WHO Alerts 12 Countries After Deadly Hantavirus Outbreak On Cruise Ship MV Hondius, 3 Dead, 8 Infected

A rare and deadly hantavirus outbreak aboard the Dutch-flagged cruise ship MV Hondius has killed three passengers and infected at least eight, triggering an emergency international response from the World Health Organisation and health authorities across four continents.

The first person to fall ill was a 70-year-old Dutch man who suddenly developed fever, headache, abdominal pain, and diarrhoea while the ship was at sea. He died on board on April 11. His body remained on the ship for two weeks until it could be removed at Saint Helena on April 24. His wife, who accompanied the repatriation, fell ill during the journey home and later died. The third fatality was a German national who died aboard on May 2.
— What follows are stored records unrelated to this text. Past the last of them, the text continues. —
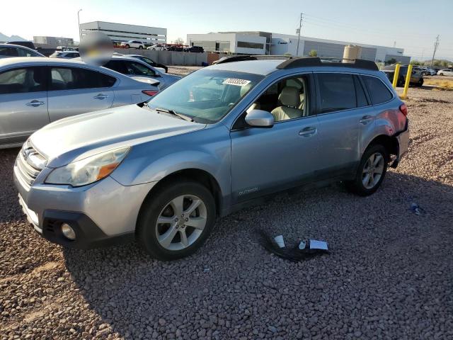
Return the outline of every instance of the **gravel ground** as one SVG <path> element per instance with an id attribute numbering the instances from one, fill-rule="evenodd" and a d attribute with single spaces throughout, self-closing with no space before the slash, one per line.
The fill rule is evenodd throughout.
<path id="1" fill-rule="evenodd" d="M 453 91 L 409 94 L 410 149 L 377 193 L 281 195 L 171 263 L 41 239 L 17 202 L 18 149 L 0 151 L 0 339 L 453 339 Z M 331 252 L 289 262 L 257 227 Z"/>

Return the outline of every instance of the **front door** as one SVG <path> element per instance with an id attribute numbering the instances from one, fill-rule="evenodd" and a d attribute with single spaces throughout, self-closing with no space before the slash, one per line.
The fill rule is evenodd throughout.
<path id="1" fill-rule="evenodd" d="M 271 112 L 275 118 L 272 128 L 234 126 L 230 135 L 234 203 L 314 178 L 319 123 L 311 114 L 309 84 L 309 75 L 283 79 L 251 105 L 251 109 Z"/>
<path id="2" fill-rule="evenodd" d="M 43 68 L 23 67 L 0 74 L 0 145 L 25 142 L 49 123 Z"/>
<path id="3" fill-rule="evenodd" d="M 116 79 L 93 70 L 52 67 L 49 115 L 54 122 L 65 117 L 109 108 Z"/>

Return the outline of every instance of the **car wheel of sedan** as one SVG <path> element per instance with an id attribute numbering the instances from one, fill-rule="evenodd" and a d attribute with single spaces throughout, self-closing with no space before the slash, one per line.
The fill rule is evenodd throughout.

As seen in images circulating from the outbreak response, the MV Hondius , a blue-and-white expedition vessel, became the centre of a global health emergency, with medical teams in hazmat suits conducting evacuations at sea and in ports across West Africa and Europe.

WHO confirmed eight total cases as of May 7, with five laboratory-confirmed as hantavirus. The strain has been identified as the Andes virus , the only known hantavirus species capable of limited human-to-human transmission, associated with prolonged and very close contact.

The 12 countries now linked to the outbreak are Canada, Denmark, Germany, the Netherlands, New Zealand, Saint Kitts and Nevis, Singapore, Sweden, Switzerland, Türkiye, the United Kingdom, and the United States. Health authorities in each nation are actively monitoring passengers who were onboard or came into contact with confirmed cases.

WHO is working on the assumption that the Dutch couple who were the first victims contracted the virus before boarding, during a birdwatching trip through Argentina, Chile, and Uruguay, areas where rodents carrying the Andes virus are known to live. Argentine investigators are retracing the couple's four-month travel route across South America to identify the precise exposure site.

WHO Director-General Dr Tedros Adhanom Ghebreyesus described the situation as "serious" but assessed the global public health risk as low. He did warn, however, that more cases could emerge given the virus's incubation period, which can stretch from days to several weeks.

In response, WHO deployed an expert directly onto the ship, arranged shipment of 2,500 diagnostic kits from Argentina to laboratories in five countries, and began developing step-by-step disembarkation guidance for when the vessel reaches the Canary Islands. The MV Hondius, still carrying approximately 146 passengers and crew from 23 nations, is expected to arrive in Spain's Canary Islands by the weekend, with coordinated disembarkation scheduled to begin May 11.